In context: Doom is everywhere. It seems like at least a few times a year someone figures out another way to run the grandfather of modern first-person shooters. If it's capable of processing data in anyway, people figure out a way to get it to run Doom.

Phoronix notes that the latest Doom port comes via a "Payload" in your BIOS --- that is, if you run Coreboot (formerly known as LinuxBIOS). Coreboot is an open-source BIOS compatible with several motherboards, including Acer Aspire VN7-572G, Razer Blade Stealth KabyLake (H2U), and several Google Chromebook mobos.

Coreboot 4.17 adds support for more motherboards, including:

  • Clevo L140MU / L141MU / L142MU
  • Dell Precision T1650
  • Google Craask
  • Google Gelarshie
  • Google Kuldax
  • Google Mithrax
  • Google Osiris
  • HP Z220 CMT Workstation
  • Star Labs LabTop Mk III (i7-8550u)
  • Star Labs LabTop Mk IV (i3-10110U and i7-10710U)
  • Star Labs Lite Mk III (N5000)
  • Star Labs Lite Mk IV (N5030)

One of Coreboot's selling points is a feature called Payloads. These are extensions that users can use to customize the BIOS with additional functionality. Last week, Coreboot 4.17 was launched with several fixes, a new bootloader, AMD PSB support, and a Payload called "CoreDoom," a full-on Doom port that runs from the system flash ROM, based on the DoomGeneric code available on GitHub.

It's not the first game to come in a Coreboot Payload. Space Invaders (Grub Invaders) and Tetris (Tint) have been around for a while. Other Payloads include various tools and utilities. It's even possible to squeeze a lite Linux distro into a Payload.

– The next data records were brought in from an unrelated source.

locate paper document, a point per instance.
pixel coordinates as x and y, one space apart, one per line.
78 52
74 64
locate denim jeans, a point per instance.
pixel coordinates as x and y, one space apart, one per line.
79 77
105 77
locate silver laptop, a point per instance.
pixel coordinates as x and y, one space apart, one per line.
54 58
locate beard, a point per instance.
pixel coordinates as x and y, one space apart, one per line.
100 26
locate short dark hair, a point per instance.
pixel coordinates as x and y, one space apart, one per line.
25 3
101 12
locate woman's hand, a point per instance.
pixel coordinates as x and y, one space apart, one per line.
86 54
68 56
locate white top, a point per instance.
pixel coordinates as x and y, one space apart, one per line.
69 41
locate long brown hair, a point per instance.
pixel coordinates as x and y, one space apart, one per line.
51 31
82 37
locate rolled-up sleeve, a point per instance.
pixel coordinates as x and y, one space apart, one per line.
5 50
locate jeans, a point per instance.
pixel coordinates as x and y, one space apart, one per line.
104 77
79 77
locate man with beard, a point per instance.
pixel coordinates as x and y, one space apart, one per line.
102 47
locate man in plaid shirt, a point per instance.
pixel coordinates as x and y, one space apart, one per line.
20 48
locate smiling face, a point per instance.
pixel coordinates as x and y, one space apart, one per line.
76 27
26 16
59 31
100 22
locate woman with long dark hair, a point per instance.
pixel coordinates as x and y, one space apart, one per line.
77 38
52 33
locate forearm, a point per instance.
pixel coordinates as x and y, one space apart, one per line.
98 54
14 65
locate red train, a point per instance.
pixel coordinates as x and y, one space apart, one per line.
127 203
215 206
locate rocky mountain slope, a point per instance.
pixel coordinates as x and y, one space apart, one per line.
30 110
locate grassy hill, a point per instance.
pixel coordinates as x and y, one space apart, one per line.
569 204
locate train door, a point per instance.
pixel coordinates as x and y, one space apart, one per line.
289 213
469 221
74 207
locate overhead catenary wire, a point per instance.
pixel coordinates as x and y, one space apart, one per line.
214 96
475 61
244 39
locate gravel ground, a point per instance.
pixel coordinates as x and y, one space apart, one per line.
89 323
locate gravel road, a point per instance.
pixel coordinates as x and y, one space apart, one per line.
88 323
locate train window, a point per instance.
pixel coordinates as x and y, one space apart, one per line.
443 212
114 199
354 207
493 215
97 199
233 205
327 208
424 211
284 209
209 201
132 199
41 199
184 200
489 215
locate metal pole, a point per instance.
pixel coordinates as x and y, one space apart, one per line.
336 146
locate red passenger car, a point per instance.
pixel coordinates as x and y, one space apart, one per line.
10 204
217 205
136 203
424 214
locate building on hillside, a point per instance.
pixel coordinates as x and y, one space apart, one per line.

There are a few caveats to playing CoreDoom. For one, it requires a PS2 keyboard. However, devs said they would add USB support soon. Phoronix tested the game and found video format support is limited, although it didn't mention specifics. It has no game-save feature since it runs from the system boot flash ROM. Likewise, when exiting the game, the system will hang.

We often joke about Bethesda porting Skyrim to everything, including Alexa. However, as ported games go, Doom remains unmatched. We've seen people figure out how to run Doom on almost every console and PC past and present and unusual devices like a McDonald's cash register, an Ikea smart lamp, and even a Porsche 911.

Those interested in trying CoreDoom can find it on the Coreboot Git repository. Be sure Coreboot supports your board using its compatibility chart.